Hare is a systems programming language.
For information about bootstrapping a working Hare toolchain from scratch, see Hare Installation on the website.
All contributors are required to "sign-off" their commits (using git commit -s
) to indicate that they have agreed to the Developer Certificate of
Origin, reproduced below.
Developer Certificate of Origin
Version 1.1
Copyright (C) 2004, 2006 The Linux Foundation and its contributors.
1 Letterman Drive
Suite D4700
San Francisco, CA, 94129
Everyone is permitted to copy and distribute verbatim copies of this
license document, but changing it is not allowed.
Developer's Certificate of Origin 1.1
By making a contribution to this project, I certify that:
(a) The contribution was created in whole or in part by me and I
have the right to submit it under the open source license
indicated in the file; or
(b) The contribution is based upon previous work that, to the best
of my knowledge, is covered under an appropriate open source
license and I have the right under that license to submit that
work with modifications, whether created in whole or in part
by me, under the same open source license (unless I am
permitted to submit under a different license), as indicated
in the file; or
(c) The contribution was provided directly to me by some other
person who certified (a), (b) or (c) and I have not modified
it.
(d) I understand and agree that this project and the contribution
are public and that a record of the contribution (including all
personal information I submit with it, including my sign-off) is
maintained indefinitely and may be redistributed consistent with
this project or the open source license(s) involved.
Please send patches to the hare-dev mailing list to send your changes upstream.

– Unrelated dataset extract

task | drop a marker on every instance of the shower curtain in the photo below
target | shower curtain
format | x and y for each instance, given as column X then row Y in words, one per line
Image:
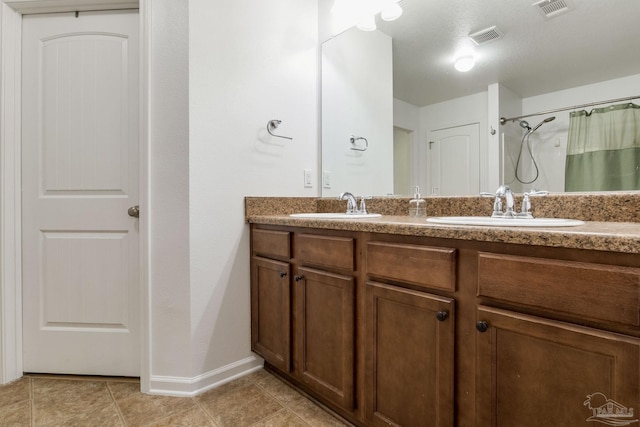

We are not your lawyer, but here is a simple explanation of the intention behind the Hare licenses.
The Hare standard library is available under the terms of the Mozilla Public License (MPL). You can freely link to the standard library with software distributed under any license, but if you modify the standard library, you must release your derivative works under the MPL as well.
The executables - the build driver, hare, and the compiler, harec, are available under the GPL 3.0 (but not any later version). This permits free use and redistribution, but any changes to it require you to share the derivative work under the terms of the GPL. It is stricter than the MPL; if you link to the compiler or build driver code from a third-party program it will require you to release the third-party code as well.
In short, you can write programs in Hare which use the standard library and distribute those programs under any terms you wish. However, if you modify Hare itself, you must share your changes as well.